Tried similar thing with MSSQL: [ODBC][3450941][1644589431.394384][SQLFetch.c][162] Entry: Statement = 0x55db85be18b0 [ODBC][3450941][1644589431.394395][SQLFetch.c][352] Exit:[SQL_SUCCESS] [ODBC][3450941][1644589431.394402][SQLGetData.c][237] Entry: Statement = 0x55db85be18b0 Column Number = 1 Target Type = -8 SQL_WCHAR Buffer Length = 4096 Target Value = 0x55db85bf6910 StrLen Or Ind = 0x7ffd008d89f0 [ODBC][3450941][1644589431.394443][SQLGetData.c][545] Exit:[SQL_SUCCESS_WITH_INFO]
Buffer =
Strlen Or Ind = 0x7ffd008d89f0 -> 18274 [ODBC][3450941][1644589431.394454][SQLGetData.c][237] Entry: Statement = 0x55db85be18b0 Column Number = 1 Target Type = -8 SQL_WCHAR Buffer Length = 14182 Target Value = 0x55db85bfac8e StrLen Or Ind = 0x7ffd008d89f0 [ODBC][3450941][1644589431.414401][SQLGetData.c][545] Exit:[SQL_SUCCESS]
Buffer =
Strlen Or Ind = 0x7ffd008d89f0 -> 14180 [ODBC][3450941][1644589431.414436][SQLGetData.c][237] Entry: Statement = 0x55db85be18b0 Column Number = 2 Target Type = -25 SQL_C_SBIGINT Buffer Length = 8 Target Value = 0x7ffd008d8a98 StrLen Or Ind = 0x7ffd008d8aa0 [ODBC][3450941][1644589431.414451][SQLGetData.c][545] Exit:[SQL_SUCCESS]
Buffer = [Data...]
Strlen Or Ind = 0x7ffd008d8aa0 -> 8 [ODBC][3450941][1644589431.414458][SQLFetch.c][162] Entry: Statement = 0x55db85be18b0 [ODBC][3450941][1644589431.414464][SQLFetch.c][352] Exit:[SQL_NO_DATA] [ODBC][3450941][1644589431.414738][SQLFetch.c][162] Entry: Statement = 0x55db85be18b0 [ODBC][3450941][1644589431.414746][SQLFetch.c][352] Exit:[SQL_NO_DATA] [ODBC][3450941][1644589431.417488][SQLFreeStmt.c][144] Entry: Statement = 0x55db85be18b0 Option = 0 [ODBC][3450941][1644589431.417509][SQLFreeStmt.c][266] Exit:[SQL_SUCCESS] [ODBC][3450941][1644589431.417524][SQLFreeHandle.c][387] Entry: Handle Type = 3 Input Handle = 0x55db85be18b0 [ODBC][3450941][1644589431.417539][SQLFreeHandle.c][490] Exit:[SQL_SUCCESS] [ODBC][3450941][1644589431.417546][SQLDisconnect.c][208] Entry: Connection = 0x55db85ac0ed0 [ODBC][3450941][1644589431.418363][SQLDisconnect.c][379] Exit:[SQL_SUCCESS] [ODBC][3450941][1644589431.418383][SQLFreeHandle.c][290] Entry: Handle Type = 2 Input Handle = 0x55db85ac0ed0 [ODBC][3450941][1644589431.418393][SQLFreeHandle.c][339] Exit:[SQL_SUCCESS]

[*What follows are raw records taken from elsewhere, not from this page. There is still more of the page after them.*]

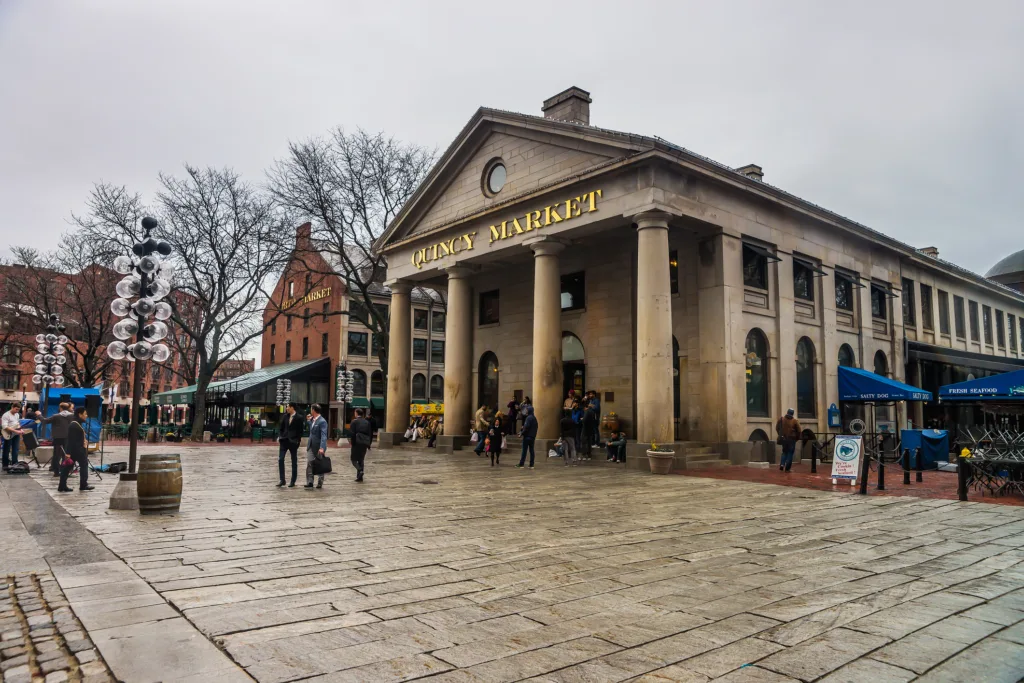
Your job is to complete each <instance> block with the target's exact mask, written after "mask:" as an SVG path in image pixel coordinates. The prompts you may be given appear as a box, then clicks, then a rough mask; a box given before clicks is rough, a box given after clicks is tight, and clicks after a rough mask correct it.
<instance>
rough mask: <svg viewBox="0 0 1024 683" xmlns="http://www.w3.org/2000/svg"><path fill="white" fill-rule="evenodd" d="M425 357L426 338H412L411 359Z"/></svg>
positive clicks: (426, 350) (425, 350)
mask: <svg viewBox="0 0 1024 683" xmlns="http://www.w3.org/2000/svg"><path fill="white" fill-rule="evenodd" d="M426 359H427V340H426V339H420V338H416V339H414V340H413V360H424V361H426Z"/></svg>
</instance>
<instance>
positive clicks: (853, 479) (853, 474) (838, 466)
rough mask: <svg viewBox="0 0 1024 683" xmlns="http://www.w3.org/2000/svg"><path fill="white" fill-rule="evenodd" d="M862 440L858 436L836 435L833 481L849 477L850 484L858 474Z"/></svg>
mask: <svg viewBox="0 0 1024 683" xmlns="http://www.w3.org/2000/svg"><path fill="white" fill-rule="evenodd" d="M862 445H863V444H862V442H861V440H860V437H859V436H837V437H836V452H835V453H834V454H833V483H837V481H838V480H839V479H849V481H850V485H851V486H852V485H853V484H854V482H855V481H856V480H857V477H859V476H860V457H861V452H862V451H863V449H862Z"/></svg>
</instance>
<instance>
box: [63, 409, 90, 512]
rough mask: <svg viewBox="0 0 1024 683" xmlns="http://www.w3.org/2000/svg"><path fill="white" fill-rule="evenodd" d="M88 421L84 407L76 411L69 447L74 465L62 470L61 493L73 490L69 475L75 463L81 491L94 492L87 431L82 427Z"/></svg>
mask: <svg viewBox="0 0 1024 683" xmlns="http://www.w3.org/2000/svg"><path fill="white" fill-rule="evenodd" d="M88 419H89V414H88V413H87V412H86V410H85V407H84V405H83V407H82V408H79V409H77V410H76V411H75V419H74V420H72V422H71V423H70V424H69V425H68V446H67V447H68V455H69V456H71V459H72V461H73V463H72V464H71V465H68V466H66V467H61V468H60V484H59V485H58V486H57V490H59V492H60V493H67V492H70V490H71V488H69V487H68V475H69V474H71V471H72V470H73V469H74V468H75V463H78V470H79V483H78V488H79V490H92V488H93V487H92V486H90V485H89V453H88V450H87V449H86V446H85V429H84V428H83V427H82V425H83V424H85V421H86V420H88Z"/></svg>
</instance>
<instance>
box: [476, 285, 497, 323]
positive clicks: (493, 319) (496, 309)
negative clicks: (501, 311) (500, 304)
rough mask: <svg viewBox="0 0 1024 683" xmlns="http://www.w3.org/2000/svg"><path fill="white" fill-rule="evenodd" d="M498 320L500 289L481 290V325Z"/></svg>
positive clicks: (480, 298) (480, 313)
mask: <svg viewBox="0 0 1024 683" xmlns="http://www.w3.org/2000/svg"><path fill="white" fill-rule="evenodd" d="M497 322H498V290H492V291H490V292H480V325H494V324H495V323H497Z"/></svg>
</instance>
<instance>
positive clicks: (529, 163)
mask: <svg viewBox="0 0 1024 683" xmlns="http://www.w3.org/2000/svg"><path fill="white" fill-rule="evenodd" d="M519 119H531V120H530V121H522V122H520V121H509V122H505V121H501V120H497V121H496V120H495V119H494V118H492V117H487V116H482V117H481V116H480V115H478V118H477V119H476V125H475V126H472V127H471V126H467V130H466V131H464V132H463V134H462V135H460V137H459V138H458V139H457V140H456V141H455V142H454V143H453V145H452V147H450V150H449V152H447V153H446V154H445V156H444V157H443V158H442V159H441V161H440V162H438V165H437V167H436V168H435V169H434V171H433V172H432V173H431V176H430V177H428V178H427V180H425V181H424V183H423V185H421V187H420V189H419V190H418V191H417V194H416V196H415V197H414V198H413V200H411V202H410V205H409V206H407V207H406V208H404V209H403V211H402V213H401V215H400V216H399V217H398V219H397V220H396V221H395V222H394V223H393V224H392V226H391V229H390V230H389V231H388V233H387V234H386V236H385V237H384V239H383V240H382V243H383V244H384V245H386V244H389V243H392V242H394V241H397V240H400V239H402V238H404V237H408V236H412V234H416V233H419V232H425V231H428V230H431V229H434V228H436V227H440V226H442V225H445V224H449V223H452V222H454V221H457V220H459V219H460V218H463V217H466V216H469V215H472V214H475V213H478V212H480V211H485V210H486V209H487V208H489V207H492V206H495V205H498V204H503V203H505V202H508V201H509V200H512V199H514V198H516V197H519V196H522V195H526V194H528V193H530V191H534V190H536V189H539V188H541V187H545V186H547V185H550V184H552V183H556V182H558V181H559V180H564V179H566V178H569V177H571V176H574V175H579V174H582V173H585V172H587V171H588V170H589V169H593V168H595V167H599V166H601V165H603V164H606V163H607V162H609V161H612V160H615V159H621V158H624V157H627V156H629V155H630V154H632V153H633V152H634V148H633V145H632V144H631V143H630V142H629V141H628V140H622V139H606V138H605V137H604V136H603V135H602V134H601V132H602V131H598V130H597V129H590V128H588V127H584V126H578V125H568V124H564V123H561V122H551V121H547V120H544V119H537V118H534V117H519ZM471 124H473V122H472V121H471ZM496 159H501V161H502V163H504V165H505V168H506V171H507V178H506V182H505V185H504V187H502V190H501V191H500V193H498V194H497V195H494V196H488V194H486V193H484V189H483V173H484V169H485V168H488V166H489V165H490V163H492V162H494V161H495V160H496Z"/></svg>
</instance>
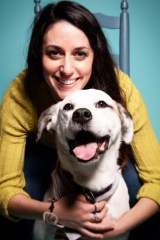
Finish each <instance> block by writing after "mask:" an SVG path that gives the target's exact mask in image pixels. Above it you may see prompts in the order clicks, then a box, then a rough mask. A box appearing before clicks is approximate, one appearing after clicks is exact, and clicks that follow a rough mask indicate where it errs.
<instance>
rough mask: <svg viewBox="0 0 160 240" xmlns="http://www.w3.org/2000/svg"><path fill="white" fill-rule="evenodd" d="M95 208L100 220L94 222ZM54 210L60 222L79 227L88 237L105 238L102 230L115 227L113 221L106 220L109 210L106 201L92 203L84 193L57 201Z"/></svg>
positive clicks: (72, 225)
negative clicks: (103, 236) (107, 220)
mask: <svg viewBox="0 0 160 240" xmlns="http://www.w3.org/2000/svg"><path fill="white" fill-rule="evenodd" d="M95 210H96V214H97V217H98V222H93V220H94V213H95ZM54 212H55V214H56V215H57V216H58V219H59V223H60V224H62V225H64V226H66V227H70V228H73V229H77V230H78V231H79V232H81V233H82V234H83V235H87V236H88V237H93V238H103V234H102V233H101V231H103V232H106V231H108V230H112V229H113V222H112V221H106V220H105V221H104V217H105V215H106V212H107V207H106V202H105V201H101V202H96V203H90V202H89V201H88V200H87V199H86V197H85V196H84V195H69V196H65V197H62V198H61V199H59V200H58V201H57V202H55V209H54Z"/></svg>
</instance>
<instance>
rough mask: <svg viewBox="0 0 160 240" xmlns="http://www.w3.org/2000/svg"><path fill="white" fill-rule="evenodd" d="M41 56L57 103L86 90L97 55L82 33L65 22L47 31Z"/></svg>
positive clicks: (42, 60)
mask: <svg viewBox="0 0 160 240" xmlns="http://www.w3.org/2000/svg"><path fill="white" fill-rule="evenodd" d="M59 29H62V30H61V31H59ZM65 36H68V37H67V38H66V37H65ZM75 39H78V40H77V41H75ZM42 52H43V54H42V64H43V75H44V78H45V81H46V83H47V84H48V85H49V87H50V89H51V93H52V95H53V98H54V99H56V100H60V99H63V98H64V97H65V96H67V95H68V93H70V92H72V91H75V90H78V89H83V88H84V86H85V85H86V84H87V82H88V79H89V78H90V76H91V71H92V63H93V57H94V54H93V50H92V48H91V45H90V43H89V40H88V38H87V37H86V35H85V34H84V33H83V32H82V31H81V30H79V29H78V28H76V27H75V26H73V25H72V24H70V23H68V22H66V21H60V22H57V23H56V24H54V25H52V26H50V27H49V29H48V30H47V31H46V33H45V35H44V38H43V44H42Z"/></svg>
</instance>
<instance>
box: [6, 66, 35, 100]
mask: <svg viewBox="0 0 160 240" xmlns="http://www.w3.org/2000/svg"><path fill="white" fill-rule="evenodd" d="M26 77H27V69H25V70H23V71H22V72H20V73H19V74H18V75H17V76H16V77H15V79H13V80H12V82H11V83H10V85H9V87H8V89H7V91H6V93H5V94H4V97H3V99H2V104H4V103H5V102H8V101H15V102H21V103H25V104H30V103H31V101H30V99H29V98H28V96H27V94H26V91H25V79H26Z"/></svg>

setinam commented 2 years ago

On Netezza we tested and if field is split into multiple columns of length 4000 in query the error is not triggered

gordthompson commented 2 years ago

Can you retrieve a long column value from Netezza if you connect to the database using the isql utility?

setinam commented 2 years ago

isql does not trigger the error. Full data is retrieved

v-chojas commented 2 years ago

According to the code in src/getdata.cpp pyODBC doesn't do encoding conversion until after the entire cell is fetched, so this seems like a bug in the driver that's causing it to return corrupted data.